Smedley the uncertain
@efgoldman: Things have changed. Sponsored tours are routine. Finding quarters is another issue…
Ceci n est pas mon nym
@p.a.: My house growing up was built in 1960 and those slots were part of the medicine cabinets. And those razors were still the standard non-electric razor I remember well into the 1970s. I remember buying packs of those single-edge blades all the time, but I can’t remember why. I think because they were so common there were various utility knives built to take them.
The packaging the blades came in had the same little slot in the back of the box for disposal of used blades.
Gin & Tonic
@Another Scott:
Bingo!
Smedley the uncertain
@Gravenstone: Some 30 years ago as I was being read in as a senior civilian at a Major Army command, I made the grand tour of our sub-commands. While being briefed a Yongsan, it was pointed out that the command chair I was sitting in was a primary target of 100’s of tubes of NKDPR artillery. Our troops and the Koreans have lived with this for over half a century. And, to a later comment, accompanied tours have long been routine.
Omnes Omnibus
@Gin & Tonic: Hell, expatriate Ukrainians fighting Russians was a central thread in Frederick Forsyth’s early ’80s novel “The Devil’s Alternative.”
Gin & Tonic
@Omnes Omnibus: Don’t recall having read that one.
Omnes Omnibus
@Gin & Tonic: It’s not bad.
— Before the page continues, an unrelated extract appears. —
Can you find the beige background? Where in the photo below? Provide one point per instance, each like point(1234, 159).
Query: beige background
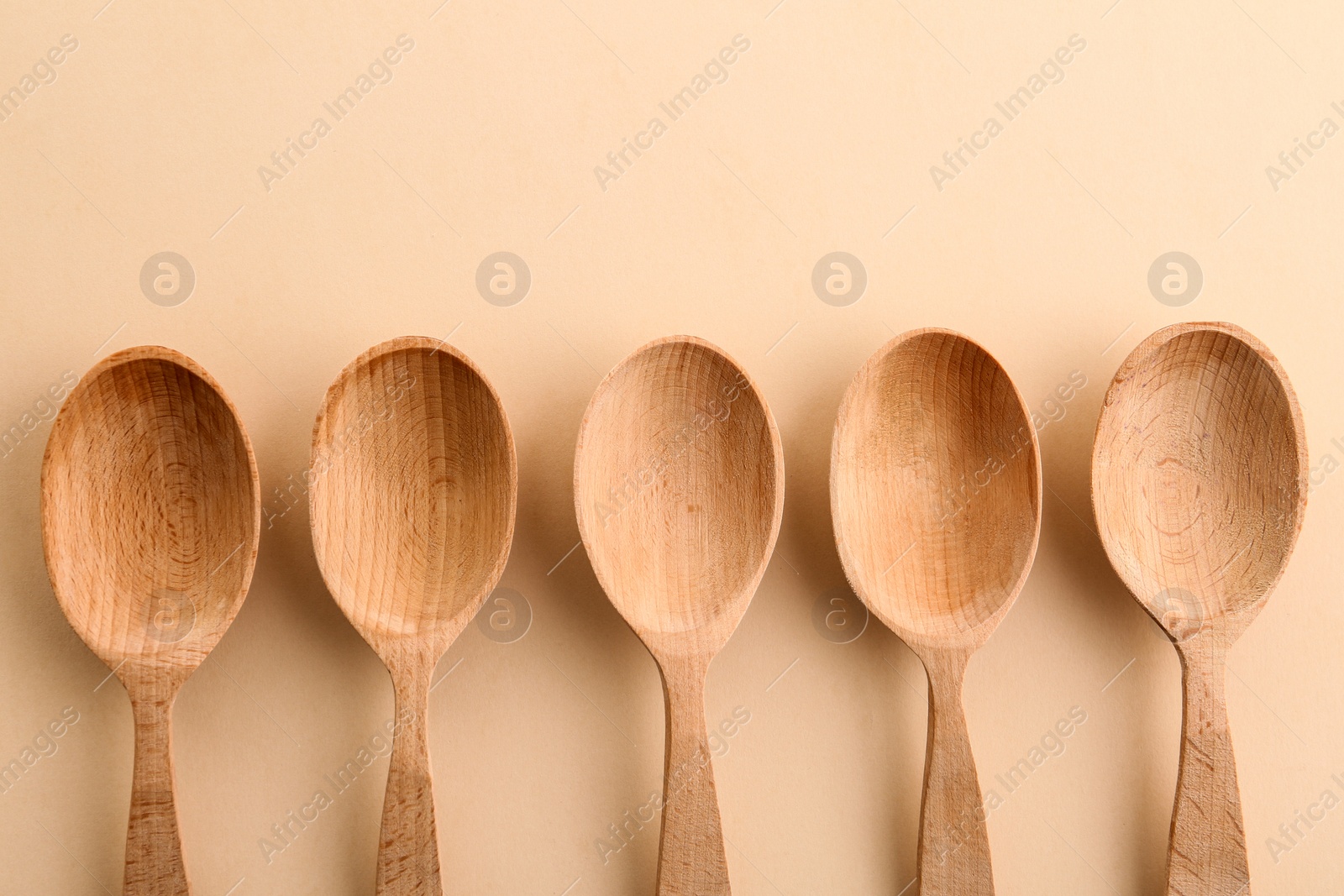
point(820, 140)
With what I am guessing about your background, you may find it interesting.
Nelle
@Doug R: Same here – my dad was about 11 or 12 at the time.
Smedley the uncertain
@Thru the Looking Glass…: Tito’s Handmade Vodka, Austin Texas, USA USA USA
Origuy
@chris:
I have one that I bought outside Red Square, but it has a Tsarist eagle badge. The name for that type of hat is ushanka. The really expensive ones are real fur, but mine is fake fur, what the Russians call “fish fur”. Since my traveling companion is vegan, real fur was out of the question.
Gin & Tonic
@Origuy:
Protip: those hats aren’t for eating.
Omnes Omnibus
@Gin & Tonic: And love ain’t for keeping.
Origuy
@Gin & Tonic: Ever met a vegan who didn’t freak out about fur?
Adam L Silverman
@Origuy: I just want it noted in the official record that I could make a double entendre comment in regard to:
But I am not going to.
Omnes Omnibus
@Origuy: I know some, male and female, who don’t shave. Does that help?
efgoldman
@Ceci n est pas mon nym:
In the long ago lost to history days of analog recordings, they were used to cut tape for splicing out misteakss.
They’re still good for some kinds of paint scrapers.
efgoldman
@Origuy:
I still have my dad’s US Army version from Korea. Damn, it’s warm! I wore it to football games in snowstorms.
(No badge. I think the rank badge was pinned to the front.)
M. Bouffant
@efgoldman: Ah yes, the grease pencil & the editing block.
Scourge7Cs
@XTPD: De-lurking for first time since Cole had one dog to say I miss the halcyon days of the peachy-pink New York Observer like I miss H&H Bagels. A good thing gone forever. You are a person of taste, indeed.